Crow crouched and peered under the truck. Sam had somehow managed to light a cigarette. Smoke curled around the starter motor.
“What are you doing, Sam?”
“Got a jammed-up starter.”
“What’s the juice for?”
“Gotta break ’er loose, son.” He reached out with a grease-rimed hand. “Give ’er here, son.”
With some misgivings, Crow slid the end on the cord across the dirt toward Sam.
“Thing you got to remember is Ax has got what you call your infernal conflicts.” Sam grasped the cord. “He’s got his own private thoughts, and then he’s got Sophie’s thoughts mixed in there. That’s the problem with living with a gal. A guy spends half his day trying to figure out if what he done on his other half the day is gonna get him in trouble.” Sam brushed the wire against the frame, producing a miniature flash of lightning.
Crow jerked his hand away from the bumper. “You sure you know what you’re doing?”
“Son, I been fixin’ starters since hand crankers.” He squinted his eyes down to slits and jammed the bare wires against the starter connections. Instinctively, Crow jumped up and backed away from the truck. The engine roared and turned over once, followed by a metallic scream of protest, a loud popping sound, and a flurry of sparks. A cloud of smoke rose up through the engine compartment.
Crow crouched down and peered under the truck.
“Sam? You okay?”
As the smoke dissipated he could see his father’s soot-blackened face. Sam’s eyes were open wider than usual, and his cigarette terminated in a frayed mass of tobacco shreds.

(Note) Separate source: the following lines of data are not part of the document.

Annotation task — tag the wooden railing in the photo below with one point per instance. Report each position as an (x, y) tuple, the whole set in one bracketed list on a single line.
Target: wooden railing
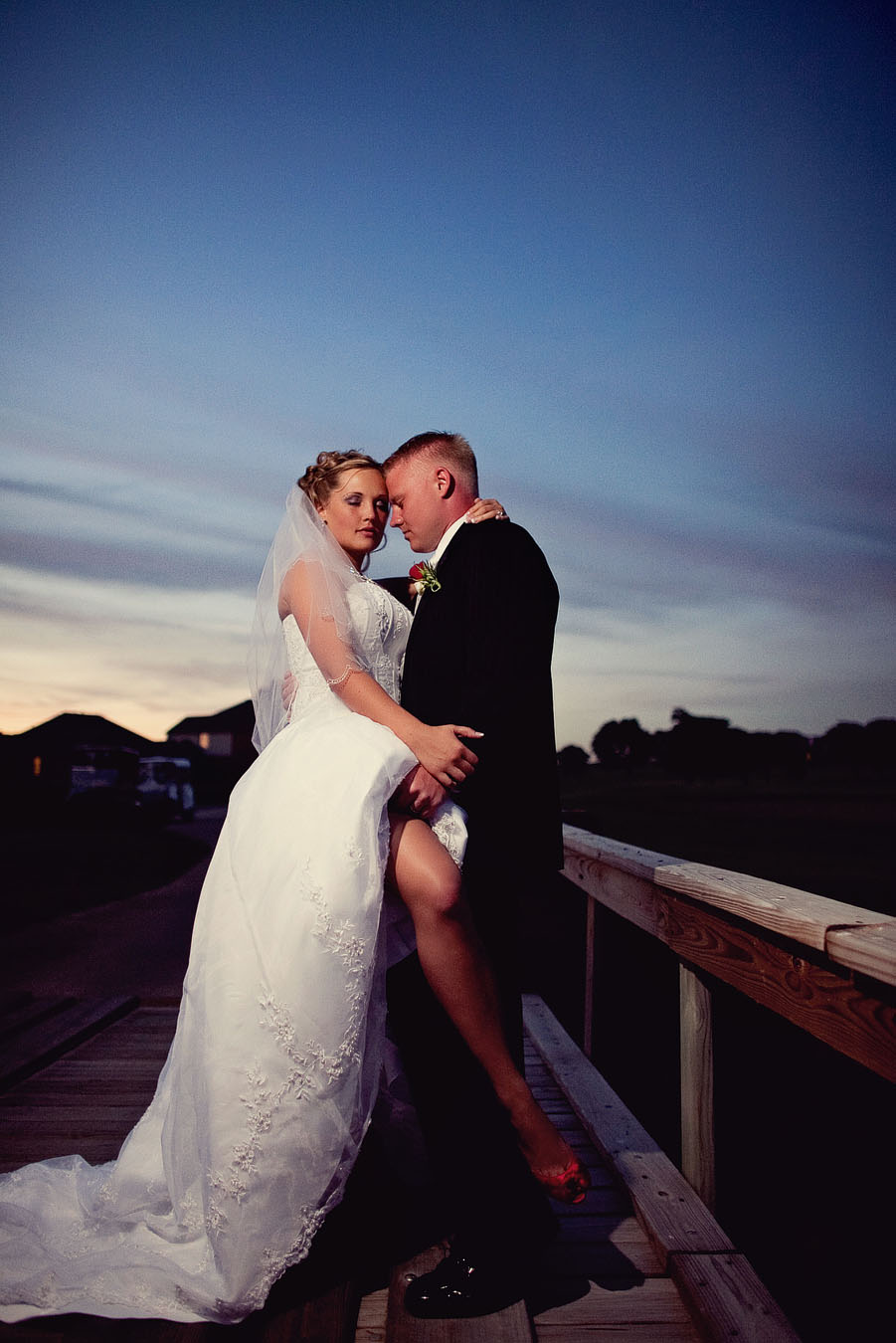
[(825, 966)]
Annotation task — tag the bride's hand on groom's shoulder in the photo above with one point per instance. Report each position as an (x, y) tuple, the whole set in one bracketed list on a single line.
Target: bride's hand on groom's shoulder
[(482, 510)]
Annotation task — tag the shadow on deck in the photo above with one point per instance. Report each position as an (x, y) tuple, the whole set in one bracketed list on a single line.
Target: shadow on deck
[(641, 1258)]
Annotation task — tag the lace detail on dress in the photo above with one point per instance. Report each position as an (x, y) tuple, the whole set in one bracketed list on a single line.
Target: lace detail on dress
[(380, 628)]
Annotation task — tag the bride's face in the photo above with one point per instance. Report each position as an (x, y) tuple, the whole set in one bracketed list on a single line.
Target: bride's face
[(356, 512)]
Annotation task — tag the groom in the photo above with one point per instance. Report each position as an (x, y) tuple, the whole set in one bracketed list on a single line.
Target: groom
[(478, 653)]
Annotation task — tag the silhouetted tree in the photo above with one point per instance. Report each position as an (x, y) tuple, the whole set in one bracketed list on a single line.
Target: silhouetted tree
[(624, 743)]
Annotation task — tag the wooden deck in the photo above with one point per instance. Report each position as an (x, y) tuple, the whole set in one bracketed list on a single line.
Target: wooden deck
[(80, 1073)]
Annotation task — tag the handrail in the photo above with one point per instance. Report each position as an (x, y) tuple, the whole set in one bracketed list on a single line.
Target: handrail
[(825, 966)]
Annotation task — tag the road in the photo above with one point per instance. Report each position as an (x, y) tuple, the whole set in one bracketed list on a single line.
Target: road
[(134, 946)]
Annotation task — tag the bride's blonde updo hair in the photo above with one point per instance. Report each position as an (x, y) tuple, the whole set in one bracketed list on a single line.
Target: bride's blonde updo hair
[(321, 479)]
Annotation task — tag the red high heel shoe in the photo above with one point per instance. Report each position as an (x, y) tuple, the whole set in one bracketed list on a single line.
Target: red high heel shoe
[(570, 1186)]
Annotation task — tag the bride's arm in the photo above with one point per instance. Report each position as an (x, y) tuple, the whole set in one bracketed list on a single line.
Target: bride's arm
[(437, 748)]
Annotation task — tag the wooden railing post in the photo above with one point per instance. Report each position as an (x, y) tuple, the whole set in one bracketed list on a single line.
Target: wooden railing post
[(697, 1124), (587, 1027)]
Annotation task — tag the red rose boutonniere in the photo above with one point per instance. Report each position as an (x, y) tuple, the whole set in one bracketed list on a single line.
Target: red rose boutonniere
[(424, 578)]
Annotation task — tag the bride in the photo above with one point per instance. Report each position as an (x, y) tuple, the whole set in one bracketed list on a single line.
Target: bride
[(270, 1080)]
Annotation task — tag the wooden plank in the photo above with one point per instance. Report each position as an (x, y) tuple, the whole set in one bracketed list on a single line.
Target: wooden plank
[(632, 897), (590, 951), (508, 1326), (650, 1309), (696, 1066), (871, 951), (654, 1301), (37, 1047), (29, 1012), (371, 1318), (663, 1202), (788, 910), (728, 1300), (821, 1000), (719, 1285)]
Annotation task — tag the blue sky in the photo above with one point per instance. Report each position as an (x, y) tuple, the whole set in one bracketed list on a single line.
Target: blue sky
[(641, 256)]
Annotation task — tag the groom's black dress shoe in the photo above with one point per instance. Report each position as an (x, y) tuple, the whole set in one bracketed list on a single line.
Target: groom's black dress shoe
[(456, 1289)]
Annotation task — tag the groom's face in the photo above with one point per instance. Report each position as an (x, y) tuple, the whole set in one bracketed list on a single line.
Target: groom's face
[(418, 505)]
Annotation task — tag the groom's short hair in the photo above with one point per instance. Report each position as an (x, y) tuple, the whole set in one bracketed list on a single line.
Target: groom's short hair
[(451, 449)]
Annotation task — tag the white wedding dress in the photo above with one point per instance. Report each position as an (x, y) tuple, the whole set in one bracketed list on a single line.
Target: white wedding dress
[(274, 1067)]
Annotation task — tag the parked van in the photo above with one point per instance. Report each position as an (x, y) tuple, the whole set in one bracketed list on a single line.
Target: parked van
[(164, 785)]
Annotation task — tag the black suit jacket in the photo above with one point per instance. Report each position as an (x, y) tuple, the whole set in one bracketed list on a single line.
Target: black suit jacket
[(479, 655)]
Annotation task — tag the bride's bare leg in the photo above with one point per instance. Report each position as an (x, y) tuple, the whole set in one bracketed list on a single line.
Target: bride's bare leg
[(456, 969)]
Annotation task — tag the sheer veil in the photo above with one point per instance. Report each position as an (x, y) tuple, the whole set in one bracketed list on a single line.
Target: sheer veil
[(328, 576)]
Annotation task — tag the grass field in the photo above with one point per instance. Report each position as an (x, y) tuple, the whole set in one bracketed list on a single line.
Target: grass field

“Way-ell,” he said, “she’s cooked now!”
For the past two weeks, Crow had been working out afternoons, in part because he’d been having trouble getting out of bed, and partly because he wished to avoid Beaut Miller, whose latest intimidation technique was to wear a pair of dark wraparound sunglasses and stare at Crow from across the room while lifting some outrageously heavy weight. Beaut’s workouts had become alarmingly vigorous, and his overall size seemed to be increasing on a daily basis. Crow had considered confronting him again, but his more rational self decided that avoidance was a better long-term strategy.
Bigg Bodies, at two o’clock in the afternoon, was nearly deserted. Only one other person was using the facilities—a desperately pedaling woman on the recumbent stationary bike. Bigg had shut himself away in his office. The heavy metal tapes that blasted from the sound system mornings and evenings had been replaced by a talk radio station. Afternoons lacked the energy of mornings and early evenings, but Crow liked it. He’d been doing less lifting and putting more time in on the aerobic equipment, reading Sports Illustrated or Vogue or whatever he found in the box near the door. Today he’d lucked onto a nearly complete copy of the Star Tribune, only two days old.